There are several types of conservatorships, the most common of which are:

General Probate Conservatorship

For adults who cannot provide for their own personal needs due to physical injury, dementia, or other reasons that make them incapable of caring for themselves or making them subject to undue influence.

Limited Conservatorship

Only for a person who is developmentally disabled. The powers are limited so the person may live as independently as possible.

If you are Conservator of the Person, this means you:

  • Arrange for the conservatee’s care and protection;

  • Decide where the conservatee will live; and

  • Are in charge of health care, food, clothes, personal care, housekeeping, transportation, and recreation on behalf of the conservatee.

If you are the Conservator of the Estate, this means you:

  • Manage all the conservatee’s finances;

  • Protect the conservatee’s income and property;

  • Make an inventory of everything in the estate;

  • Make a plan to make sure the conservatee’s needs are met;

  • Make sure the conservatee’s bills are paid;

  • Make sure the taxes are filed and paid on time;

  • Keep exact financial records;

  • Make regular reports of the financial accounts to the court and other interested persons.
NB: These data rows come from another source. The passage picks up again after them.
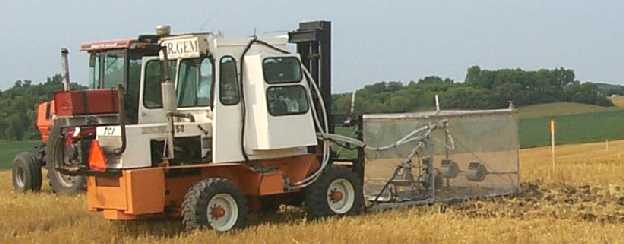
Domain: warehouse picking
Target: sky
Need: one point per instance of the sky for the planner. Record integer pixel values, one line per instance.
(372, 40)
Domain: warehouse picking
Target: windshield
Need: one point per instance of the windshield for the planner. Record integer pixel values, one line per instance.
(114, 69)
(195, 82)
(281, 70)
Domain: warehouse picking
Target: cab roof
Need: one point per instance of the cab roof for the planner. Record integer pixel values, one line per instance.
(107, 45)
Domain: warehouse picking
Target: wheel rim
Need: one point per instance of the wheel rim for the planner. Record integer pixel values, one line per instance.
(222, 212)
(19, 177)
(340, 196)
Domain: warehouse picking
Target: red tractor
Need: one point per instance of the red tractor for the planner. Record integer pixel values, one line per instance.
(73, 115)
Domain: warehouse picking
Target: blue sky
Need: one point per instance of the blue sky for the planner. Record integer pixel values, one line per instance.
(372, 40)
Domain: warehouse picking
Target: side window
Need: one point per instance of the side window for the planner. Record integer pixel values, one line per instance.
(114, 69)
(287, 100)
(152, 93)
(94, 71)
(195, 82)
(133, 88)
(228, 81)
(281, 70)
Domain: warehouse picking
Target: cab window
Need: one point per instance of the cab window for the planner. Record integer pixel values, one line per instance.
(281, 70)
(195, 82)
(287, 100)
(94, 71)
(228, 81)
(114, 69)
(152, 93)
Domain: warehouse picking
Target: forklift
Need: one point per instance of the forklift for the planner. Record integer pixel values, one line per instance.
(201, 127)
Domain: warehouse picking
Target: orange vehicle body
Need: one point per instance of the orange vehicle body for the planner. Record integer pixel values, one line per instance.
(159, 191)
(44, 121)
You can request to become a temporary conservator when a person needs immediate help (emergency situations only), but you must file the petition for appointment of probate conservator (permanent orders), simultaneously. If appointed by the court, you will have most of the same duties and powers that a permanent conservator has. A temporary conservator will last for a specific time period, until you or someone else can be appointed as the permanent conservator.
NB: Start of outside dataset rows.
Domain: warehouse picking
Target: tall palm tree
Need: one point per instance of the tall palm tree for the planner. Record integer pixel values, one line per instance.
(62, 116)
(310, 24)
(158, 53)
Forms to begin a Conservatorship

The forms required to obtain an appointment as a conservator are listed below. You can view/download them here. You may also find it helpful to download the Conservatorship Handbook, which contains a lot of useful information. A packet containing the necessary forms is available for purchase at the probate division of the Superior Court of California, County of Tuolumne.
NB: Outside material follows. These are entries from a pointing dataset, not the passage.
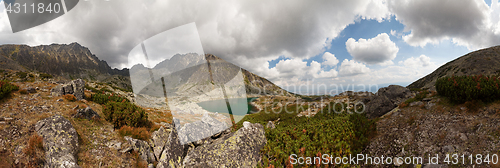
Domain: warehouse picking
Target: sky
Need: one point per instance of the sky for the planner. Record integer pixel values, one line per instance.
(307, 47)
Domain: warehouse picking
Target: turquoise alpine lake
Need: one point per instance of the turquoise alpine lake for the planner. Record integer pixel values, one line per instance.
(239, 106)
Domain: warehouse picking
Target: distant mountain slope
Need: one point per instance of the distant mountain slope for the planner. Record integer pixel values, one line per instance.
(484, 62)
(58, 59)
(76, 61)
(189, 74)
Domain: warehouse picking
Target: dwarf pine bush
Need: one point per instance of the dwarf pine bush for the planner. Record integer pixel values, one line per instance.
(6, 88)
(335, 134)
(468, 88)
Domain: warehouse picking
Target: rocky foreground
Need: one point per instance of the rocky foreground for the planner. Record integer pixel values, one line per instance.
(67, 142)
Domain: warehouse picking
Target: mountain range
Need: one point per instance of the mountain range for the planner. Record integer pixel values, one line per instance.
(481, 62)
(76, 61)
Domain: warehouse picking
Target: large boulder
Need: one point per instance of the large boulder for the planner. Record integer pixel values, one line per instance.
(86, 113)
(378, 106)
(200, 130)
(60, 141)
(158, 140)
(173, 152)
(75, 87)
(78, 88)
(395, 93)
(240, 149)
(143, 148)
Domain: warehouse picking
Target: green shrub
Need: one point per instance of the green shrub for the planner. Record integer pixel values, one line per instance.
(70, 97)
(45, 76)
(125, 113)
(136, 133)
(22, 74)
(23, 91)
(419, 97)
(6, 88)
(104, 90)
(468, 88)
(105, 98)
(336, 134)
(91, 89)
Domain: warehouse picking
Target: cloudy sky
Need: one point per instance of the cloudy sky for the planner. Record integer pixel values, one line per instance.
(313, 44)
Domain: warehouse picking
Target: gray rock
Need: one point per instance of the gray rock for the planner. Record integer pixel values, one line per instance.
(114, 144)
(395, 93)
(194, 131)
(174, 151)
(429, 105)
(127, 149)
(201, 130)
(426, 99)
(142, 148)
(434, 166)
(78, 88)
(378, 106)
(57, 91)
(240, 149)
(75, 87)
(417, 103)
(463, 137)
(68, 89)
(31, 90)
(448, 149)
(86, 113)
(158, 140)
(60, 141)
(215, 125)
(271, 125)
  • Petition for Appointment of Probate Conservator

  • Attachment Re: Special Orders Regarding Dementia

  • Capacity Declaration (Must be completed prior to court hearing.)

  • Confidential Supplemental Information

  • Confidential Conservator Screening Form

  • Declaration Re: Conservatorship Trust Accounts

  • Probate Investigators Referral Report

  • Probate Investigators Referral Report

  • Duties of Conservator

  • Citation for Conservatorship and Proof of Service

  • Order Appointing Probate Conservator

  • Letters of Conservatorship

  • Notice of Hearing

Where can I get help?

Being a conservator can be a confusing and overwhelming process. You may need legal advice that can only be provided by an attorney. You can also find information regarding conservatorships by visiting the California Courts website, as well as:

Conservatorship Frequently Asked Questions

The duties of a conservator can include:

  • Arranging for the conservatee's care and protection;
  • Deciding where the conservatee will live;
    • Making decisions about:
    • health care,
    • food,
    • clothes, personal care,
    • housekeeping, transportation, and
    • recreation.
  • Managing the conservatee's finances;
  • Protecting the conservatee's income and property;
  • Making sure the conservatee's bills are paid and taxes are filed and paid on time;
  • Investing the conservatee's money;
  • Making sure the conservatee gets all the benefits he or she is eligible for;
  • Keeping exact financial records; and
  • Making regular reports of the financial accounts to the court and other interested persons.

A conservatee does not lose all rights. They can still have a say in important decisions. They have the right to:

  • Be treated with understanding and respect;
  • Have their wishes considered; and
  • Be well cared for.

In general, conservatees keep the right to:

  • Control their own salary;
  • Make or change their will;
  • Get married;
  • Get mail;
  • Have a lawyer;
  • Ask a judge to change conservators or end the conservatorship;
  • Vote, unless a judge says they're not able to;
  • Control personal spending money if a judge says they can have an allowance; and
  • Make their own health-care decisions, unless a judge gives that right to a conservator.